Redbox Owner to Shut Down Kiosk Business in Bankruptcy

Redbox Owner to Shut Down Kiosk Business in Bankruptcy

The owner of Redbox will shut down its business in bankruptcy, lay off more than 1,000 employees and appoint a trustee to investigate allegations of self-dealing and mismanagement by its controlling shareholder.

A lawyer for Redbox parent company Chicken Soup for the Soul Entertainment said in a court hearing Wednesday it will convert its chapter 11 case to a liquidation proceeding under chapter 7 because its lenders aren’t willing to take the risk of financing the business any more.

The company will lay off its workers and shut down and liquidate its business lines, which include streaming services as well as a network of 24,000 DVD rental kiosks stationed at retailers, according to its lawyer, Richard Pachulski.

In court filings, top lender HPS Investment Partners alleged gross mismanagement at the company, which missed payroll last month before bankruptcy, causing its employees to lose medical benefits.

Judge Thomas Horan, who is overseeing the bankruptcy case, said he would grant the company’s request to convert to a chapter 7.

“There is no means to continue to pay employees, to pay any bills,” Horan said. “Based on allegations we’ve heard, it’s important that a chapter 7 trustee be appointed and undertake an appropriate investigation of the company,” including what assets can be garnered, as well as look into the potential misappropriation of funds held in trust for employees.

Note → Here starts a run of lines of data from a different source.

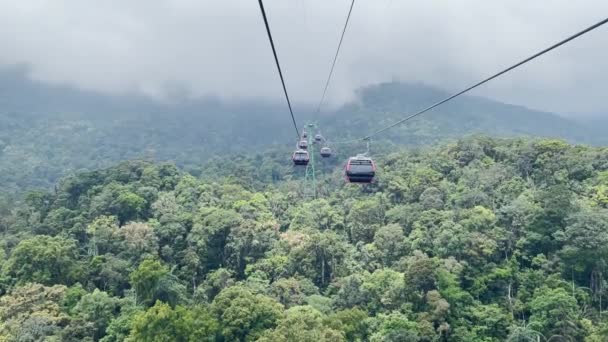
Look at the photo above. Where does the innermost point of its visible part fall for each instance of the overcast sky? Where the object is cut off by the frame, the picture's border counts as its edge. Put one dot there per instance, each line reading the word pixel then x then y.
pixel 220 48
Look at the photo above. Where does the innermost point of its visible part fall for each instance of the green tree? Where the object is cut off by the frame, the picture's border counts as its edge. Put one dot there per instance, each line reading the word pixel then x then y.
pixel 302 323
pixel 163 323
pixel 44 259
pixel 244 316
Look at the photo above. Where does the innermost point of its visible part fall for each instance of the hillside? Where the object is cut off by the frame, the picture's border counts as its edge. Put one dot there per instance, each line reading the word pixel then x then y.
pixel 50 131
pixel 479 240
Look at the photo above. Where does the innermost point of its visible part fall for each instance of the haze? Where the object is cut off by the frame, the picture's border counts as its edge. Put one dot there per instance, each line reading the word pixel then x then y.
pixel 219 48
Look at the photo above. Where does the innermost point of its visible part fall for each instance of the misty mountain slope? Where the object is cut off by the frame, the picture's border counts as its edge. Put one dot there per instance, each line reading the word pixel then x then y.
pixel 49 131
pixel 384 104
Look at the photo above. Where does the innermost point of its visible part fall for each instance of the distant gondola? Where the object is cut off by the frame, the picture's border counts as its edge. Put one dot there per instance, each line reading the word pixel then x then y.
pixel 300 157
pixel 360 169
pixel 325 152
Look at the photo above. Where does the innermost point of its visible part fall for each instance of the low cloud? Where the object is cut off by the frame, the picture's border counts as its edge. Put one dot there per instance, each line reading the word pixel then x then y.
pixel 219 48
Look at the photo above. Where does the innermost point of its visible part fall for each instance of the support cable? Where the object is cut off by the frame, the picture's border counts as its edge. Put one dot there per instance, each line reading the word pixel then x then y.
pixel 276 59
pixel 552 47
pixel 333 65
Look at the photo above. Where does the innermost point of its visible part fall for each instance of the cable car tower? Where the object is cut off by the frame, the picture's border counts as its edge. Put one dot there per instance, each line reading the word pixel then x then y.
pixel 310 179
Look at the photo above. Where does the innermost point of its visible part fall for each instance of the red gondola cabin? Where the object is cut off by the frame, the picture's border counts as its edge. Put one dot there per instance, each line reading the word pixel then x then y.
pixel 300 157
pixel 360 169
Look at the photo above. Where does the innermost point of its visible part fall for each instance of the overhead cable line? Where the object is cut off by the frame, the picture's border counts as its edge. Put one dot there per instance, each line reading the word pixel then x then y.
pixel 333 65
pixel 276 59
pixel 552 47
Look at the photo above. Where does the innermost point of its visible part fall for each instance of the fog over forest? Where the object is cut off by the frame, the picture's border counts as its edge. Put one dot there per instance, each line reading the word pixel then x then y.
pixel 197 48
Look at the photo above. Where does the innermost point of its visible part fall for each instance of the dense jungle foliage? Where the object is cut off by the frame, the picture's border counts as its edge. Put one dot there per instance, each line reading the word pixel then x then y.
pixel 479 240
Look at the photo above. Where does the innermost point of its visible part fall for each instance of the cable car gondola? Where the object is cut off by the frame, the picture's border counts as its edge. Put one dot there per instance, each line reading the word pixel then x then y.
pixel 300 157
pixel 325 152
pixel 360 169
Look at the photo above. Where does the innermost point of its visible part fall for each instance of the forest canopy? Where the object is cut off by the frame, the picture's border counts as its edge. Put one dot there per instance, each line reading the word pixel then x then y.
pixel 478 240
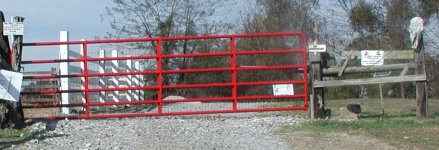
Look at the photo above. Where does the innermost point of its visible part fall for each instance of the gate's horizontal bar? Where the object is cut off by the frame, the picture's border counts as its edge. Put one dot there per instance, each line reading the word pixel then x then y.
pixel 124 103
pixel 122 58
pixel 213 99
pixel 270 96
pixel 270 52
pixel 122 73
pixel 197 85
pixel 300 35
pixel 197 70
pixel 348 82
pixel 124 88
pixel 270 67
pixel 52 105
pixel 45 61
pixel 271 82
pixel 197 55
pixel 51 92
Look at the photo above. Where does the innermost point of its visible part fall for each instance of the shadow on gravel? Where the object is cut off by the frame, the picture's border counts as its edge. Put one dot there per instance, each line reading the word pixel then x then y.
pixel 36 135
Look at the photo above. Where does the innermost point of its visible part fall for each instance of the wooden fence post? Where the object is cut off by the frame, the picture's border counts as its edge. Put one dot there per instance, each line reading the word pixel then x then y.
pixel 318 103
pixel 421 86
pixel 14 115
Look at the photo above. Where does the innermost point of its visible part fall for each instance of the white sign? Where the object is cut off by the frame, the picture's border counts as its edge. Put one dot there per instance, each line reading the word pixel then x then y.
pixel 13 28
pixel 415 29
pixel 317 48
pixel 10 85
pixel 283 89
pixel 372 57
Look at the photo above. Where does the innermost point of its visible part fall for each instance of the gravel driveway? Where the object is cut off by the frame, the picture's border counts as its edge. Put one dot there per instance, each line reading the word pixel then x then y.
pixel 220 131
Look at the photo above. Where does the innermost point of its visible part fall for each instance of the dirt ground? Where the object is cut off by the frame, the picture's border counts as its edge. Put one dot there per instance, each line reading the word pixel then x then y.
pixel 334 141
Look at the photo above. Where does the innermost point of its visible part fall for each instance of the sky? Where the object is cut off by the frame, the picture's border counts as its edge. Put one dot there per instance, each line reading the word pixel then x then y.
pixel 45 18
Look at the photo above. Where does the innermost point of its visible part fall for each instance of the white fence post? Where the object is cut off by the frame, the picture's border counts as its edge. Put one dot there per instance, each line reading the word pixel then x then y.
pixel 136 81
pixel 129 79
pixel 102 81
pixel 81 52
pixel 115 79
pixel 64 70
pixel 139 79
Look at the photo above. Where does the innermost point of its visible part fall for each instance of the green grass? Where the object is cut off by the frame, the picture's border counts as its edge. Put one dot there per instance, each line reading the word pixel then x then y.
pixel 397 132
pixel 8 134
pixel 398 126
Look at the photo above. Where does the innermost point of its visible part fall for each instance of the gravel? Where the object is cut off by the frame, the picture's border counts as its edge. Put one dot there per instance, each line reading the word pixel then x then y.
pixel 218 131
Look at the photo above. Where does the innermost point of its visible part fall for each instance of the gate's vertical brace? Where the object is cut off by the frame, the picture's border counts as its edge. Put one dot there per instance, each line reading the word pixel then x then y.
pixel 421 86
pixel 129 79
pixel 86 80
pixel 234 74
pixel 102 80
pixel 159 76
pixel 64 70
pixel 115 79
pixel 318 102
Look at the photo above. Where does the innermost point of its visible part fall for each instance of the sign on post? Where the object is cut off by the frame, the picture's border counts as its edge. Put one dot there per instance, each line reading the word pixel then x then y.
pixel 372 57
pixel 10 85
pixel 283 89
pixel 13 28
pixel 317 48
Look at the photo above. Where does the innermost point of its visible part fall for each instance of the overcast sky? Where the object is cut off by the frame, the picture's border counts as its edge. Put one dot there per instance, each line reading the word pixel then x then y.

The judge said that “1,000 people are about to lose their jobs and they’re not even going to be paid for work that they did.”

Chicken Soup for the Soul Entertainment is a subsidiary of Chicken Soup for the Soul LLC, which publishes the namesake book series and isn’t part of the bankruptcy.

Chicken Soup for the Soul Entertainment took on about $360 million in debt when it acquired Redbox in 2022. It entered bankruptcy owing money to creditors including Walmart and Walgreens, where some of its kiosks have been located, and several media companies such as Warner Bros. Home Entertainment and Sony Pictures Television.

The company has been locked in a governance dispute with HPS. In mid-June, the company removed all members of its board except for Chairman William Rouhana, who controls nearly 80% of the shares. The board was reconstituted after the bankruptcy filing in the hopes that lenders would finance a sale process.

Rouhana in a court filing last week called HPS’s allegations “irresponsibly false and scandalous” and said the focus should be on getting employees paid and their health benefits reinstated.